20 Newsgroups: Feature Engineering#

User Guide:

1.1.5. Elastic-Net: “Elastic-net is useful when there are multiple features that are correlated with one another. Lasso is likely to pick one of these at random, while elastic-net is likely to pick both.” (scikit-learn 1.1.0)
- Learning curves, nur lasso_path() und enet_path(): Lasso and Elastic Net (scikit-learn 1.1.0)
1.1.6. Multi-task Elastic-Net

Reference:

sklearn.linear_model.ElasticNet
sklearn.linear_model.ElasticNetCV
sklearn.linear_model.SGDClassifier: “Implements logistic regression with elastic net penalty (SGDClassifier(loss=”log_loss”, penalty=”elasticnet”)).”

from time import time

from sklearn.datasets import fetch_20newsgroups

categories = [ "rec.autos",
    "rec.motorcycles" ]

categories1 = [
    "alt.atheism",
    "talk.religion.misc",
    "comp.graphics",
    "sci.space",
     'soc.religion.christian',
 'talk.politics.guns',
 'talk.politics.mideast',
 'talk.politics.misc',
 'talk.religion.misc'
]

data_train = fetch_20newsgroups(
    subset="train", categories=categories, shuffle=True, random_state=42,
    remove = ('headers', 'footers', 'quotes')  # hinzugefügt JB
)

data_test = fetch_20newsgroups(
    subset="test", categories=categories, shuffle=True, random_state=42,
    remove = ('headers', 'footers', 'quotes')   # hinzugefügt JB
)
def size_mb(docs):
    return sum(len(s.encode("utf-8")) for s in docs) / 1e6


data_train_size_mb = size_mb(data_train.data)
data_test_size_mb = size_mb(data_test.data)

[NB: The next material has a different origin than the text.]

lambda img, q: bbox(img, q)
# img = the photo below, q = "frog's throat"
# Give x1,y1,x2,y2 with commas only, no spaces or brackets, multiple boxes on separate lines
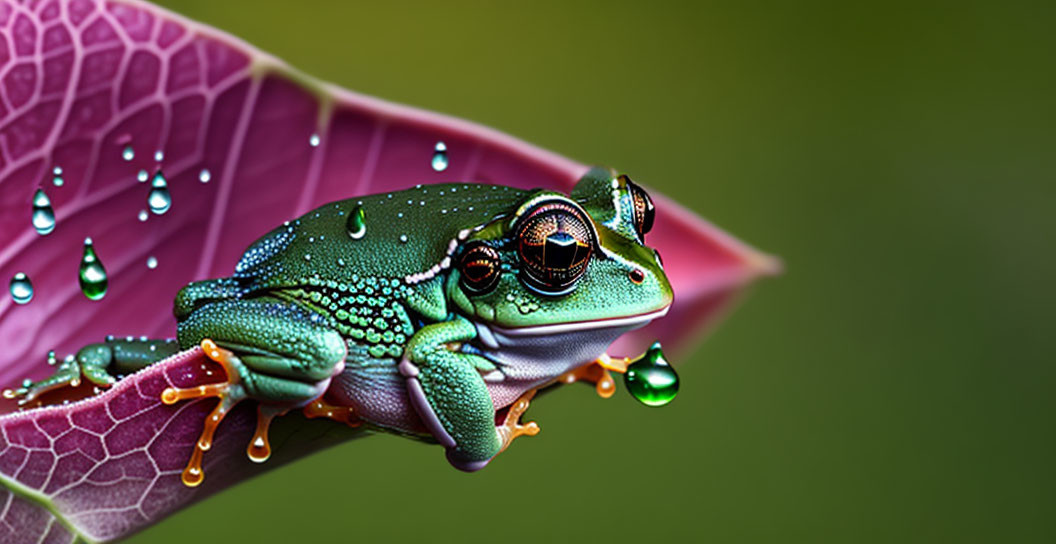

print("%d documents - %0.3fMB (training set)" % (len(data_train.data), data_train_size_mb))
print("%d documents - %0.3fMB (test set)" % (len(data_test.data), data_test_size_mb))

# order of labels in `target_names` can be different from `categories`
target_names = data_train.target_names
print("%d categories:" % len(target_names), target_names)

documents - 0.776MB (training set)
documents - 0.443MB (test set)
categories: ['rec.autos', 'rec.motorcycles']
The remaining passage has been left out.